Logic’s Alter-Ego has a triumphant conclusion with YSIV

In a rush of music last week, Logic released an album just as anticipated as Lil Wayne’s Tha Carter Vwhich was released on the same day after six years of record label disputes. Logic’s project was hyped up for a different reason; as an artist that is constantly reinventing his image, Sir Robert Bryson Hall II has created the “Young Sinatra” identity throughout mix-tapes and EPs. The first studio album that focuses on Young Sinatra, YSIV (Young Sinatra 4) blends Logic’s flow and wordplay with boom-bap beats featuring heavy piano reminiscent of Frank Sinatra himself.

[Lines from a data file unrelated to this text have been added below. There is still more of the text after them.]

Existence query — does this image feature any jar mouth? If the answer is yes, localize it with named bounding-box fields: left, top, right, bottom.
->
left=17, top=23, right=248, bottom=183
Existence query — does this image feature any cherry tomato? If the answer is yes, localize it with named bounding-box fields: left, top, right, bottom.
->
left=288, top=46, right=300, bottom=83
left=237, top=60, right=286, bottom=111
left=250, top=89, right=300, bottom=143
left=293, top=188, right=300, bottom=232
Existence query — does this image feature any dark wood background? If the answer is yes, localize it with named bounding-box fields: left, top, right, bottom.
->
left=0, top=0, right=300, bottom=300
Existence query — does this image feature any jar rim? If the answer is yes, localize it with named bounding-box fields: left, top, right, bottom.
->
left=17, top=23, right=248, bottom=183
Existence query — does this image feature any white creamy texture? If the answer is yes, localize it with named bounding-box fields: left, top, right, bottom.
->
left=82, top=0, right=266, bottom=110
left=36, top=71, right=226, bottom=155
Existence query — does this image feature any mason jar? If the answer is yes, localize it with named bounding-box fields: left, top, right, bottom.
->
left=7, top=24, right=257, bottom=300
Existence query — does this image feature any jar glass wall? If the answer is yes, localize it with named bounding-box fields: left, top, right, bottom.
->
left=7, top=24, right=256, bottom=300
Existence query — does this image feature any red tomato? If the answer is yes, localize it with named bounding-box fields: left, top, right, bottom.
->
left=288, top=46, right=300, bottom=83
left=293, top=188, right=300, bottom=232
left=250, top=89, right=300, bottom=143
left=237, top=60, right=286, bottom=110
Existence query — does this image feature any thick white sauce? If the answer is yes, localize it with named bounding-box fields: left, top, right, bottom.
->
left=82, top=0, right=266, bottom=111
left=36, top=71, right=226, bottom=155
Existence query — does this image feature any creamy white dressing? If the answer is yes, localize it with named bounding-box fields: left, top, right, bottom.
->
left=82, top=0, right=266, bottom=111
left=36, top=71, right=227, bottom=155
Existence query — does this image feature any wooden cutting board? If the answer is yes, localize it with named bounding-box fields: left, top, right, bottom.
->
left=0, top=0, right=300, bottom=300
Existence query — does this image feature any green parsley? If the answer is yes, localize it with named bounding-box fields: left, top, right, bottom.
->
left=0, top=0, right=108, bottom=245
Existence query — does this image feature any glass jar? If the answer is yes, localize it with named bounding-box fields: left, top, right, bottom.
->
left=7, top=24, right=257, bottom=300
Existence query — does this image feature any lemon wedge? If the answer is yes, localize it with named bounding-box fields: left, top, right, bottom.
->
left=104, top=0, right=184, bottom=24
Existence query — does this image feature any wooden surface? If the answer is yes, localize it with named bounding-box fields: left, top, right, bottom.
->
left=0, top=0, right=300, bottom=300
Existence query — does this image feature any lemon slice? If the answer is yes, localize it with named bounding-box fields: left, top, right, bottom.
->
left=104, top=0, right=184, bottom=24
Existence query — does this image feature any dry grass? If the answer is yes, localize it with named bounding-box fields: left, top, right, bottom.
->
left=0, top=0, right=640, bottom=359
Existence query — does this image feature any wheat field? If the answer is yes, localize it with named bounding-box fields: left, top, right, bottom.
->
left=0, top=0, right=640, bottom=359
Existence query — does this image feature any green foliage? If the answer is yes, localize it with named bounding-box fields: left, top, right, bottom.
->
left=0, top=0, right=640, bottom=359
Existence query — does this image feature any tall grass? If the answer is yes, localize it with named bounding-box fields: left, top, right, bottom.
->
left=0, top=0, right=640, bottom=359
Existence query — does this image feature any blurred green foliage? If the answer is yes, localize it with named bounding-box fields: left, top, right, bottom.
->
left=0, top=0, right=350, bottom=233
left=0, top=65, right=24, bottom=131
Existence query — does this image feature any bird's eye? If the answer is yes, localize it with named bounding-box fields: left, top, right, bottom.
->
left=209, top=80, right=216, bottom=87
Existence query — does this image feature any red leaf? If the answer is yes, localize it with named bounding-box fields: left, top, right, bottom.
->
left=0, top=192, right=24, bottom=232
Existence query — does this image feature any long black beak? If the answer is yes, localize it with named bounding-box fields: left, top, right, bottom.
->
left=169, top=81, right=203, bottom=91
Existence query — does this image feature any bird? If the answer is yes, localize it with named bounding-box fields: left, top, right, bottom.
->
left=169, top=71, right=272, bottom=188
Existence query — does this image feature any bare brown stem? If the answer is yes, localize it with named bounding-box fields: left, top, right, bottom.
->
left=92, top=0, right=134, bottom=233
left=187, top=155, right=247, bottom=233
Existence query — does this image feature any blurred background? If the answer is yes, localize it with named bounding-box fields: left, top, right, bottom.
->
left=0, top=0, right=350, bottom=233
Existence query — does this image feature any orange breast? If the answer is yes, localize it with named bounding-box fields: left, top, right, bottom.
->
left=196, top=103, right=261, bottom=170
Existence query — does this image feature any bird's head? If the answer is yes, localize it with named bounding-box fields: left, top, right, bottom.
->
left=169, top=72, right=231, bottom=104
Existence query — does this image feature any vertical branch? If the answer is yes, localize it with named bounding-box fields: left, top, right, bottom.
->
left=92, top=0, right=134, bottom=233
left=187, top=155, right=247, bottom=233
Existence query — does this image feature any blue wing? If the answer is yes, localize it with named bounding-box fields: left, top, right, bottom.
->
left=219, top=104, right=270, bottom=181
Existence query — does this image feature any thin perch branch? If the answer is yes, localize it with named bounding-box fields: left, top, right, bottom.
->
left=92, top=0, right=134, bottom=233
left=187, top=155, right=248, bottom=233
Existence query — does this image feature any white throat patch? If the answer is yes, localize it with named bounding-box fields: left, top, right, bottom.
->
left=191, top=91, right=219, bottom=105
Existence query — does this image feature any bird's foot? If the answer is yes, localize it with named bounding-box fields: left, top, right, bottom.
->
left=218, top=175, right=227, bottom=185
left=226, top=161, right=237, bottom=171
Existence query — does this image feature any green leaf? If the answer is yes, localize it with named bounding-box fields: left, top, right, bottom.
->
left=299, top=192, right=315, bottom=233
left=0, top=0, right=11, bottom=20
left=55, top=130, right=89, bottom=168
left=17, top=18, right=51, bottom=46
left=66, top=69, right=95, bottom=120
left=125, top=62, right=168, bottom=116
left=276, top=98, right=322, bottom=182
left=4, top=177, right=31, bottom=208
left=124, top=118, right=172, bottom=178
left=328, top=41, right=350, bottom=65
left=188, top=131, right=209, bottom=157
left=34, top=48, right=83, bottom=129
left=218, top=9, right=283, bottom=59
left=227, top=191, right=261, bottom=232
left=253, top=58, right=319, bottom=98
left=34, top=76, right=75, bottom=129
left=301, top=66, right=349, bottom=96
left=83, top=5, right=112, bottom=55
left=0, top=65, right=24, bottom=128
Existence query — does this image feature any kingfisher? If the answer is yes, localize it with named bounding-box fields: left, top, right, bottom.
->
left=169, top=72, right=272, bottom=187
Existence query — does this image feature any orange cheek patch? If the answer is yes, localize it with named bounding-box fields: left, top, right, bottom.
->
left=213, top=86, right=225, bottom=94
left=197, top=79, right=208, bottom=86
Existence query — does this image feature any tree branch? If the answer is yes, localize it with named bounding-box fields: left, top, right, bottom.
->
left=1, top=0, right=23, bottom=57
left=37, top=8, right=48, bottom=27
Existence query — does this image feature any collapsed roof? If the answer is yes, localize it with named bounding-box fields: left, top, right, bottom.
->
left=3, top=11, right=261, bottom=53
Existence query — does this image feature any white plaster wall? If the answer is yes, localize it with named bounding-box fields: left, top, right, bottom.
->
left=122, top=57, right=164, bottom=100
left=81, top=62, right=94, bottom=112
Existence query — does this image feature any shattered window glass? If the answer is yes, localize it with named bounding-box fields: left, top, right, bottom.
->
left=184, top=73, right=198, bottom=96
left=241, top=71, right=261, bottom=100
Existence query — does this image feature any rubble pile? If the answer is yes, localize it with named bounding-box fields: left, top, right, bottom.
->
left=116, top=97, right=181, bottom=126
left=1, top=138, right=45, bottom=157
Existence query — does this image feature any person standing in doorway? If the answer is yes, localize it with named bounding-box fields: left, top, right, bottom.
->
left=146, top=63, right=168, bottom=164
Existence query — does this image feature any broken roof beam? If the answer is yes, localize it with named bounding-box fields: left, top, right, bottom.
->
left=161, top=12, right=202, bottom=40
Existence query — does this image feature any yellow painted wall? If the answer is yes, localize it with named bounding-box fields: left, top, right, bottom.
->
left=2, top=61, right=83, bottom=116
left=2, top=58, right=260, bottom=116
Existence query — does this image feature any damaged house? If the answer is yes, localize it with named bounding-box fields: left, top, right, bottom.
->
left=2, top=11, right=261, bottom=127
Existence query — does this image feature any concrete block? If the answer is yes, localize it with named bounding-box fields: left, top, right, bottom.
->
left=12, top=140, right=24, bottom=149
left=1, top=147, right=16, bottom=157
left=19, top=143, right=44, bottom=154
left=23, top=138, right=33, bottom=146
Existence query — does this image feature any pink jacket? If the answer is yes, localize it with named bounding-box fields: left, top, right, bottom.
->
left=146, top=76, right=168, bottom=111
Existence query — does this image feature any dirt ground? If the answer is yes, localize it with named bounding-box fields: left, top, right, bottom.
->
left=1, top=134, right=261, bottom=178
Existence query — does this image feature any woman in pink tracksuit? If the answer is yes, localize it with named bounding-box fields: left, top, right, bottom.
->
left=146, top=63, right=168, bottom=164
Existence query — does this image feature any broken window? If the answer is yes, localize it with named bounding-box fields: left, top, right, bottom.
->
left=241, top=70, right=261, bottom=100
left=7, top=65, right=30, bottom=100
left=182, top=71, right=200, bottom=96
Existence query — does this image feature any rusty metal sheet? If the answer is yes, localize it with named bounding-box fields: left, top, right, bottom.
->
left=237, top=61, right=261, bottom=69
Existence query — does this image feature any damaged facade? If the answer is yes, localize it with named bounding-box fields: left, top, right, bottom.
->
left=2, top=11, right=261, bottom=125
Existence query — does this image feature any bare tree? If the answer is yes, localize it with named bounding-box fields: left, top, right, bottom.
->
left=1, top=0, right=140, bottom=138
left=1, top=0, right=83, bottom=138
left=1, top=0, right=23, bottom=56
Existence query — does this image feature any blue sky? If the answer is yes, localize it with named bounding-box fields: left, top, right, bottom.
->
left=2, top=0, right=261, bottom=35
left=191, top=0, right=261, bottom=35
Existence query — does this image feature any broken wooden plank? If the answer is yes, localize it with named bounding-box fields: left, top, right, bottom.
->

Coming into the release of YSIV, Logic has been riding a bit of a high. With his 2017 single promoting suicide awareness, “1-800-273-8255” (certified triple-platinum), and albums Everybody and Bobby Tarantino experiencing critical and commercial success, Logic was set up for success when he announced a nostalgic return to the style of his early projects. He kept the record fairly under wraps, as he only announced it roughly four weeks before release. The accompanying single, “The Return,” features Logic rapping sixteenth notes, which is impressive especially when he retains his wordplay and overall flow without it sounding choppy. Another quick hitter released with the album is “100 Miles and Running,” in which he raps so fast that the only comparison is Eminem’s 2013 hit, “Rap God,” which possibly broke the sound barrier. Two of the biggest callbacks to 90s and early 2000s rap on the album are the emotional story of “Street Dreams II” and the catchiest track, “Wu Tang Forever,” in which Logic somehow assembled the entire Wu Tang Clan. Overall, YSIV is a dominant outing by one of the most influential rappers of the modern era, and fans will certainly be craving more Young Sinatra soon. Regardless of if this is the last full album, there is no doubt that we will see this character again.

YSIV features a “Parental Advisory: Explicit Content” label and has pervasive language throughout.